John Halpin, del Centre for american progress (Cap), in una mail sorride del conservatorismo dei cattolici, arretrati sulle relazioni di genere, impegnati a leggere “Tommaso d’Aquino o a parlare di sussidiarietà, e completamente all’oscuro dell’autentica democrazia cristiana”. Il Cap è un altro think tank del mondo democratico, fondato dallo stesso Podesta nel 2003 e finanziato nel 2007 da Soros per aiutare la vicina campagna elettorale in favore di Obama. Nel 2015 ha ottenuto donazioni anche dall’ambasciata degli Emirati Arabi, per una cifra superiore al mezzo milione di dollari.

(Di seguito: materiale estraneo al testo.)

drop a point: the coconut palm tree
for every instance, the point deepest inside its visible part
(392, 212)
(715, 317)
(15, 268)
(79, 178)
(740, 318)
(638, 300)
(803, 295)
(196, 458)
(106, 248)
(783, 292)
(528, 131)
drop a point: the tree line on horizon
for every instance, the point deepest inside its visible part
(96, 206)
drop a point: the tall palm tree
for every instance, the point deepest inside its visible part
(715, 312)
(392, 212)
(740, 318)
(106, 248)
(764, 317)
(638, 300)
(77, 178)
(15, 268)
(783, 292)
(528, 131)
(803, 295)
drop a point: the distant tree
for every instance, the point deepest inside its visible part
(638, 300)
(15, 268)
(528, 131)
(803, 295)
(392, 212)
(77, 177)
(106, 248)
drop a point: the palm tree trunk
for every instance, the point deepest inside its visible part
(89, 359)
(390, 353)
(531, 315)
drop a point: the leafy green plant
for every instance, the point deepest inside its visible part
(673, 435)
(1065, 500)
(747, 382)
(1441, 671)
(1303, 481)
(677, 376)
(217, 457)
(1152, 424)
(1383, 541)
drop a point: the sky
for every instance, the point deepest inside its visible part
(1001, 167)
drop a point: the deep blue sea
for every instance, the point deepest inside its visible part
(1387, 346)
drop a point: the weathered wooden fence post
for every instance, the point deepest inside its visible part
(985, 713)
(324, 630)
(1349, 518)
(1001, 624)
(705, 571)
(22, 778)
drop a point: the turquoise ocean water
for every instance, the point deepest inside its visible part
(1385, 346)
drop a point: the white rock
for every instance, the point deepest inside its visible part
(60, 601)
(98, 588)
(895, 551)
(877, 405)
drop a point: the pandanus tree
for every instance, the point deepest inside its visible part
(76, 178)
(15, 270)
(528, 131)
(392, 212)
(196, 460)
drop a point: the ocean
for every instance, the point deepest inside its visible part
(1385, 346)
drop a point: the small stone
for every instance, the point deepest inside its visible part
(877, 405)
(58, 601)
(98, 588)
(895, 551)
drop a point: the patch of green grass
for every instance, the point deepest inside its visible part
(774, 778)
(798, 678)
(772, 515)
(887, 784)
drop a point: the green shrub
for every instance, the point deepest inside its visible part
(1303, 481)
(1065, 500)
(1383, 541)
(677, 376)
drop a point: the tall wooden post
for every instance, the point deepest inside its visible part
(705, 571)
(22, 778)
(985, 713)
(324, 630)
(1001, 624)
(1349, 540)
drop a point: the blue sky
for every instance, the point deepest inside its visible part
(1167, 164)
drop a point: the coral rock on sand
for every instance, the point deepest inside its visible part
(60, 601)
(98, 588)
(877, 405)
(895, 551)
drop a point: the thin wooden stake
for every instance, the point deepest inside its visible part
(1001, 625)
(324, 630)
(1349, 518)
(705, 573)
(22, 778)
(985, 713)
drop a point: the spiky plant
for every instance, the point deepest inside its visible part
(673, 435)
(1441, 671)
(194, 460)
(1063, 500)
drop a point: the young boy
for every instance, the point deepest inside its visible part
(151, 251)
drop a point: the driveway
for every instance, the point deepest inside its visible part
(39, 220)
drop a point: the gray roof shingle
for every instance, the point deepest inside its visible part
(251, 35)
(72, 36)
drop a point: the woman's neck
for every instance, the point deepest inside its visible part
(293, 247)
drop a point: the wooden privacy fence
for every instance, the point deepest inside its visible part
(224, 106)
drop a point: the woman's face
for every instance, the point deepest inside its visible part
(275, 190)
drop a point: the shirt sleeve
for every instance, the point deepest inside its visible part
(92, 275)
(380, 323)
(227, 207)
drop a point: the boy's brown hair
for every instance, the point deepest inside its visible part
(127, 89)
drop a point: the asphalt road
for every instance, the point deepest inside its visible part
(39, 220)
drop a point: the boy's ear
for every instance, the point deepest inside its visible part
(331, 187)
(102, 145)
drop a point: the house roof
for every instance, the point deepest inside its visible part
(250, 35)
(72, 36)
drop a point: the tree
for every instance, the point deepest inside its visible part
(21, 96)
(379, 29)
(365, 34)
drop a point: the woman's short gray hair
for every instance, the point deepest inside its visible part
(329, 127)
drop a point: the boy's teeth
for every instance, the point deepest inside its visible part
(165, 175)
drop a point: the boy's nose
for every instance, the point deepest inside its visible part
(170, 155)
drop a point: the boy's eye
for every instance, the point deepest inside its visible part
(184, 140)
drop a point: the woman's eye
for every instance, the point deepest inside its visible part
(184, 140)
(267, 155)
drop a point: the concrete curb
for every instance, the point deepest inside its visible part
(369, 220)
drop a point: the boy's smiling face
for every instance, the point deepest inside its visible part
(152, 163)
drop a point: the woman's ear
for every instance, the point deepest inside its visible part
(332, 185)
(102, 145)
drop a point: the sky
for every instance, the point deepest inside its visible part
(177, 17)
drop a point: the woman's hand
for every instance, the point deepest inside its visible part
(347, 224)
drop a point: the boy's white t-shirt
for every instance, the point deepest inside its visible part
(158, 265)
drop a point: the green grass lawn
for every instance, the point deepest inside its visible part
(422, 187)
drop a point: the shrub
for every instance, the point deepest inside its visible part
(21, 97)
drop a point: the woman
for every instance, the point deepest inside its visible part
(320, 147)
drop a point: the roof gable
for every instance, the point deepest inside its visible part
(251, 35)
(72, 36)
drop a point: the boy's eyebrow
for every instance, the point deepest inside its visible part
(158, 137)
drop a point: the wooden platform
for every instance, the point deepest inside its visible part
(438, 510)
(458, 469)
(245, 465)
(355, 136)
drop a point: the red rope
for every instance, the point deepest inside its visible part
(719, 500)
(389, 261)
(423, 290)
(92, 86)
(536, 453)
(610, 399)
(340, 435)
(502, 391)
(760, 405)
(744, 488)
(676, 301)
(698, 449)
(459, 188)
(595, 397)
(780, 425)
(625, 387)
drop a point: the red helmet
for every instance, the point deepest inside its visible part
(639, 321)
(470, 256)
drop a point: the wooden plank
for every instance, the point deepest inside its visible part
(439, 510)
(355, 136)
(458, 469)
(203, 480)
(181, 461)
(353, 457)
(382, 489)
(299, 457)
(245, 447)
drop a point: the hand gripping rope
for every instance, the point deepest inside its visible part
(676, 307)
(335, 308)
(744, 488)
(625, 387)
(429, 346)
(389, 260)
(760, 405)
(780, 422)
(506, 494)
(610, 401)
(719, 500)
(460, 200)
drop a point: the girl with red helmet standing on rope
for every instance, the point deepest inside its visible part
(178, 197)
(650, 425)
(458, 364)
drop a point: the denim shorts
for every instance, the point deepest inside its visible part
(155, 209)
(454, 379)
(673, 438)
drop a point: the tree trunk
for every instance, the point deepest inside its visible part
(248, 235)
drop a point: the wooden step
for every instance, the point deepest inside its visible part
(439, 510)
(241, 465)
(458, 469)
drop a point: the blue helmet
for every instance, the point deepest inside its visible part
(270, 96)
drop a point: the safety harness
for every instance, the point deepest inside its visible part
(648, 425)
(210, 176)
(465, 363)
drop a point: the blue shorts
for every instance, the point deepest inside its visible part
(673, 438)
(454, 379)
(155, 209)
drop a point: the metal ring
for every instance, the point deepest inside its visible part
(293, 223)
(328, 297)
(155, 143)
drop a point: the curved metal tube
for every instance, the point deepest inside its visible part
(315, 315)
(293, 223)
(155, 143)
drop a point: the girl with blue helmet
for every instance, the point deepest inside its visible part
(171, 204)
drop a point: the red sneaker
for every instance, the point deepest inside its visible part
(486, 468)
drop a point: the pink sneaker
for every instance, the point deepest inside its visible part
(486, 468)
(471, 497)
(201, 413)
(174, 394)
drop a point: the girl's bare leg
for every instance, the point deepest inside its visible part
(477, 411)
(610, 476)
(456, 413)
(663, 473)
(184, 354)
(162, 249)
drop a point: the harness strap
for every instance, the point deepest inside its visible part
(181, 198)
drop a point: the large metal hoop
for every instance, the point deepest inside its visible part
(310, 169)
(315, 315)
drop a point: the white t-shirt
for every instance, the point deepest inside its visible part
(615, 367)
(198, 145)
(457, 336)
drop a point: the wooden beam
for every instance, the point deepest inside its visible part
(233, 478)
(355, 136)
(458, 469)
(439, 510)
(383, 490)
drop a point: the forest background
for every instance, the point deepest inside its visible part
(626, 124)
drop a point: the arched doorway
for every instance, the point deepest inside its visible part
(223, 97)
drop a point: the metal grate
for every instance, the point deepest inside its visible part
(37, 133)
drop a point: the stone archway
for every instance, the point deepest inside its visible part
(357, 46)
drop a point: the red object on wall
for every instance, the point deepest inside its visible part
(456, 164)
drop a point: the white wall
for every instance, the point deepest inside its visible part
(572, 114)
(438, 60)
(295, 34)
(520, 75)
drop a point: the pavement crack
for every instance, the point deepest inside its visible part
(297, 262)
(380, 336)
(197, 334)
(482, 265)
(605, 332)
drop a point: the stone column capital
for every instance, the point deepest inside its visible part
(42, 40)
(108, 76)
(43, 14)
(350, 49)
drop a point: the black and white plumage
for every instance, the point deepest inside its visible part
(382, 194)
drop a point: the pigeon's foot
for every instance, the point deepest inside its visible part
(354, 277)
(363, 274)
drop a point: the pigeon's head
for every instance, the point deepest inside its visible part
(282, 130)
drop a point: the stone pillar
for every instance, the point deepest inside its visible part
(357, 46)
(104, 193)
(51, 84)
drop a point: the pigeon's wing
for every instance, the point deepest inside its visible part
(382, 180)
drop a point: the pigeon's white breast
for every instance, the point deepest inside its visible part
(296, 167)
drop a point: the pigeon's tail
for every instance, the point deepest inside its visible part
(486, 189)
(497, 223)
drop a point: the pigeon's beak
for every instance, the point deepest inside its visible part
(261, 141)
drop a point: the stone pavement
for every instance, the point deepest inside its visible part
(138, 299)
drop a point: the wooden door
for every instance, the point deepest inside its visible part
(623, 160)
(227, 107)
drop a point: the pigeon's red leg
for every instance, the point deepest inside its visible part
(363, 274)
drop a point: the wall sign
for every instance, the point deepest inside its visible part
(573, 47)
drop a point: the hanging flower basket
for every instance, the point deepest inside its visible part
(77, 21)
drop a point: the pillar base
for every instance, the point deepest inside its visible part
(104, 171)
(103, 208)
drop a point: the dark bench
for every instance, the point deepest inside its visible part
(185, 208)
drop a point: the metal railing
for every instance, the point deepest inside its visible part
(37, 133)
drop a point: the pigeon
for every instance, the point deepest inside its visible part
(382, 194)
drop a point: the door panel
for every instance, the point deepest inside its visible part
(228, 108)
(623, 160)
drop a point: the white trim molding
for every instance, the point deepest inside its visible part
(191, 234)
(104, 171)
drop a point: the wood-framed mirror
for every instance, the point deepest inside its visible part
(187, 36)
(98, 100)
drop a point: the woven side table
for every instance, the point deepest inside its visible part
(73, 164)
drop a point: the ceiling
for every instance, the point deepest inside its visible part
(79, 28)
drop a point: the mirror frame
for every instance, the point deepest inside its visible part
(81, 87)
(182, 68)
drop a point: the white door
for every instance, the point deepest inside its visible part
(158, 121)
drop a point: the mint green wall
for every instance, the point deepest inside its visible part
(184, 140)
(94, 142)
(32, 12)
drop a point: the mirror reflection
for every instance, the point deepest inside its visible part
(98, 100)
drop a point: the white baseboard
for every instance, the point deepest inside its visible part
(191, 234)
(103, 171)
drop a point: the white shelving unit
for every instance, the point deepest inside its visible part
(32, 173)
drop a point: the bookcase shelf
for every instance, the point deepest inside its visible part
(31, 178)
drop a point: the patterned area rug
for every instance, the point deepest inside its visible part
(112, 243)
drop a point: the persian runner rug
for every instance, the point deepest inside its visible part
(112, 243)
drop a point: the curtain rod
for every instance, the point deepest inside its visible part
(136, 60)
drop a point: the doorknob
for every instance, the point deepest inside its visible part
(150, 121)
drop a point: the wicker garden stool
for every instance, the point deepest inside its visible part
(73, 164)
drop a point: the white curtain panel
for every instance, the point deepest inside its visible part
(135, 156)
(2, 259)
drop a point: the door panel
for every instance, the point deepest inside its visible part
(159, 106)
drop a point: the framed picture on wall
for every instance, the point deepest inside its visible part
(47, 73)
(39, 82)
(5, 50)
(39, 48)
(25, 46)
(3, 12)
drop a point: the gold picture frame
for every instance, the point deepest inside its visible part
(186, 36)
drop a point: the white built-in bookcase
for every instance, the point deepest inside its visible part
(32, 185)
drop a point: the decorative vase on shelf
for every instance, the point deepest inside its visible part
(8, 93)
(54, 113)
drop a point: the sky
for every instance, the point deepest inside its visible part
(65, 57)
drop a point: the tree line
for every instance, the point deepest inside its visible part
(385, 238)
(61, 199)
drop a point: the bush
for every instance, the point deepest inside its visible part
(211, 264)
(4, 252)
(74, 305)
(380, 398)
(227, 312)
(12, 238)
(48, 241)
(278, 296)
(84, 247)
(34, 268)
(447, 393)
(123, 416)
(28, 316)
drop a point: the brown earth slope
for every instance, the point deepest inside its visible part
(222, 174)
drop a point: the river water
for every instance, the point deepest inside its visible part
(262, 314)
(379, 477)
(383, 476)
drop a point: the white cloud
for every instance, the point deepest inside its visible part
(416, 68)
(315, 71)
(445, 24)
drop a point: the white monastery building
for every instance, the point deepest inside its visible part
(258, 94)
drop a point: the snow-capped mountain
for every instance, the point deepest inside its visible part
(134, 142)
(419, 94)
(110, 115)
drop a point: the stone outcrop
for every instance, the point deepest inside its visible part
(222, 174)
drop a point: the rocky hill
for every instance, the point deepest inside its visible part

LA PROTESTA DELL’EPISCOPATO
Messaggi brutti, li ha definiti monsignor Charles Chaput, invitando la Clinton a dissociarsene. “Noi cattolici dal pensiero arretrato – ha scritto ironicamente – le saremmo grati”. Dichiarazione non meno forte quella dell’arcivescovo Joseph Kurtz di Louisville, Kentucky, presidente della Conferenza episcopale degli Stati Uniti: secondo i documenti trapelati con Wikileaks, “alcuni possono avere cercato di interferire nella vita interna della Chiesa per un guadagno politico a breve termine. Se fosse vero, questo è preoccupante sia per il benessere delle comunità di fede che per il bene del nostro paese”. Anche il cardinale di New York, Timothy Dolan, ha ufficialmente chiesto al candidato democratico di smarcarsi dalle dichiarazioni anticattoliche del suo staff. “Se fosse stato detto a proposito della comunità ebraica o islamica, in 10 minuti ci sarebbe stata una scusa e un allontanamento completo da queste osservazioni”, ha detto in una intervista a News Channel 13. Appunto che non ha impedito a sua eminenza di sedere tra Clinton e Trump all’annuale Al Smith Dinner, cena di beneficenza organizzata dall’arcidiocesi di New York, dove non sono mancati alcuni frizzi tra Mrs Hillary e Mr Donald dopo il gelo di meno di ventiquattro ore prima nel dibattito in tv.
COSA SIGNIFICA TUTTO QUESTO INSIDER DENTRO LA CHIESA AMERICANA?
I protagonisti della vicenda si definiscono cattolici liberal, difendono le loro posizioni progressiste su divorzio, matrimonio gay, contraccezione e aborto, giudicandole le più diffuse nella base della Chiesa americana. Ha osservato in un’intervista l’economista cattolico e già presidente dello Ior Ettore Gotti Tedeschi che questa “rivoluzione nella Chiesa avviene anzitutto all’interno della stessa, grazie al progressismo teologico”.